Nancy felt her color rising. That was the drawback to working with a partner, even for just a few months: they learned your weaknesses awfully fast, down to the brand names. Kevin Infante knew some things about Nancy that her husband didn’t know, and Andy had been part of her life off and on since high school.

Then again, she was learning Infante’s weaknesses, too: J &B, Merit Lights, the Mets, real redheads.

“Stop talking about food, okay?”

“You started it.”

“I know. God, I hate stabbings. Give me a shooting every time.”

Infante gave her a funny look, but didn’t say anything. Nancy knew it would never occur to him to have a preference about methods. To Infante, in Homicide for five years now, there were only two types of cases, gimmes and what he called career-enders, although they never did. Not his, anyway.

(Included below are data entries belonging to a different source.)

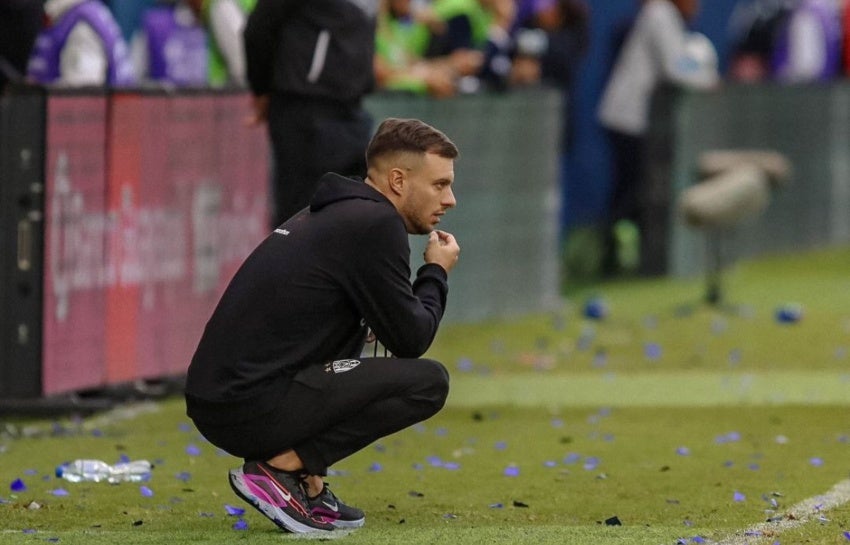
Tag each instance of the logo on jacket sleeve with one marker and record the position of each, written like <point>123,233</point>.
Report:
<point>341,366</point>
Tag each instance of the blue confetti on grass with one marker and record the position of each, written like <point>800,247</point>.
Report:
<point>572,458</point>
<point>652,351</point>
<point>511,471</point>
<point>591,463</point>
<point>233,511</point>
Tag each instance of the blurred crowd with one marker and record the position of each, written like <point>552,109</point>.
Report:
<point>435,47</point>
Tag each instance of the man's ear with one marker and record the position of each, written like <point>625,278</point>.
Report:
<point>396,179</point>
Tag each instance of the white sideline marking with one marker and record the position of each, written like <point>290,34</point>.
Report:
<point>796,515</point>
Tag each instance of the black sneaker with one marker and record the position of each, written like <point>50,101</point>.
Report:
<point>326,506</point>
<point>278,495</point>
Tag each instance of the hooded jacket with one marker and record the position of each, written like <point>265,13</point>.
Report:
<point>312,48</point>
<point>308,294</point>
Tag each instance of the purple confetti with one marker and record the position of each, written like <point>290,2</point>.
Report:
<point>434,461</point>
<point>572,458</point>
<point>234,511</point>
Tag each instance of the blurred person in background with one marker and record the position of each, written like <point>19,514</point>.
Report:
<point>401,44</point>
<point>225,22</point>
<point>80,45</point>
<point>550,42</point>
<point>790,41</point>
<point>808,46</point>
<point>170,47</point>
<point>658,48</point>
<point>475,35</point>
<point>20,22</point>
<point>309,66</point>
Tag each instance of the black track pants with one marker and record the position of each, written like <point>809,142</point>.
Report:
<point>333,410</point>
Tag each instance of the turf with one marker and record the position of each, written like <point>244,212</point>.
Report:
<point>682,422</point>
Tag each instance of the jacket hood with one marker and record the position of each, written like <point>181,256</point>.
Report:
<point>334,188</point>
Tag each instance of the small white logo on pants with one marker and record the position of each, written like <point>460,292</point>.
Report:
<point>341,366</point>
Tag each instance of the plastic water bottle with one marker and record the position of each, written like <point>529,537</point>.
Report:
<point>99,471</point>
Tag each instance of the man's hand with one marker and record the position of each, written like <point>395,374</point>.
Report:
<point>442,249</point>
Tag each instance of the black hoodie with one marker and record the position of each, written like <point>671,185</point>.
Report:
<point>307,294</point>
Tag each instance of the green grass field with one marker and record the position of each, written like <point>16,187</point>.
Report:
<point>684,423</point>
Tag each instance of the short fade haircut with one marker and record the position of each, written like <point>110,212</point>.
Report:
<point>409,135</point>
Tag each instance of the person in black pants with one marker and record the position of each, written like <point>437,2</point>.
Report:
<point>278,378</point>
<point>309,65</point>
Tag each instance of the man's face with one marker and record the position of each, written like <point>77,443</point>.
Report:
<point>427,193</point>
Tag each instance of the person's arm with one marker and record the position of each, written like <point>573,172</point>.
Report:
<point>669,35</point>
<point>227,21</point>
<point>404,316</point>
<point>83,60</point>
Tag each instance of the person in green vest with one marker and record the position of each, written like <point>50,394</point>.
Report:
<point>224,21</point>
<point>401,42</point>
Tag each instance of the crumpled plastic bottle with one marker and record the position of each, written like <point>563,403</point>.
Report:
<point>99,471</point>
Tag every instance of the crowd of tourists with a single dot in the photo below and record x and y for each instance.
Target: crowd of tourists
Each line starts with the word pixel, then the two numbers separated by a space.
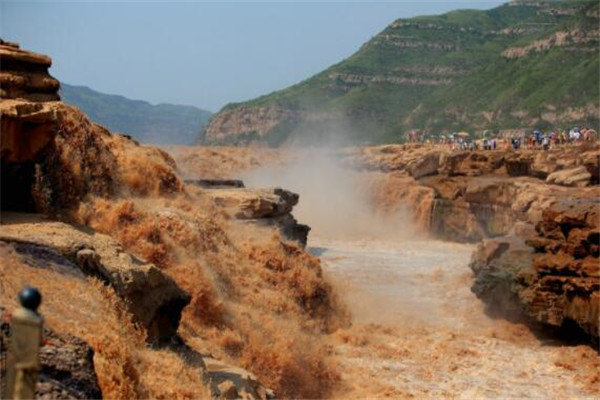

And this one was clearly a gimme. The scene screamed stupidity-an absence of coolness, the telltale signs of a plan gone awry, and so much trace evidence that they could clone the whole gang of them, not that anyone but a mad scientist would want to replicate this group.

Infante crouched down next to a particularly large stain. “The blood patterns are weird, don’t you think? Were they chasing him? Was he trying to get away? Then why didn’t he run toward Route 40? No one was going to help him back here.”

“He fought,” Nancy said. “It’s instinctive, to fight back when someone comes at you with a knife.”

“Women don’t fight.”

“He wasn’t a woman. He was the New York Fried Chicken Employee of the Month seven out of the last twelve months. Maybe he even got the weapon away from them. Maybe he pulled the knife on them, and they took it away from him.”

“Them?”

“Definitely a them. One-on-one, I think this guy had a shot.”

Franklin Morris had been found in the Dumpster by the morning crew, lying on top of the previous day’s garbage. He would have looked peaceful if it weren’t for the multiple stab wounds and the fluids that had leaked out of him throughout the early morning hours. He was, by his boss’s account, a model worker in every respect. Perhaps a little humorless, but not a hard-ass, not a guy whose attitude might invite what looked to be a truly sadistic death, even by stabbing standards. Later, the medical examiner would catalog the number of stab wounds, calculate the eerily exact numbers in which his science specialized. He would note which wounds were defensive in nature, specify which cuts were superficial and which were lethal. He would take out the organs, examine and weigh them. The need for this precision was sometimes lost on Nancy. Eyeballing the scene, all she could think of was a magician passing a sword through a wicker basket again and again.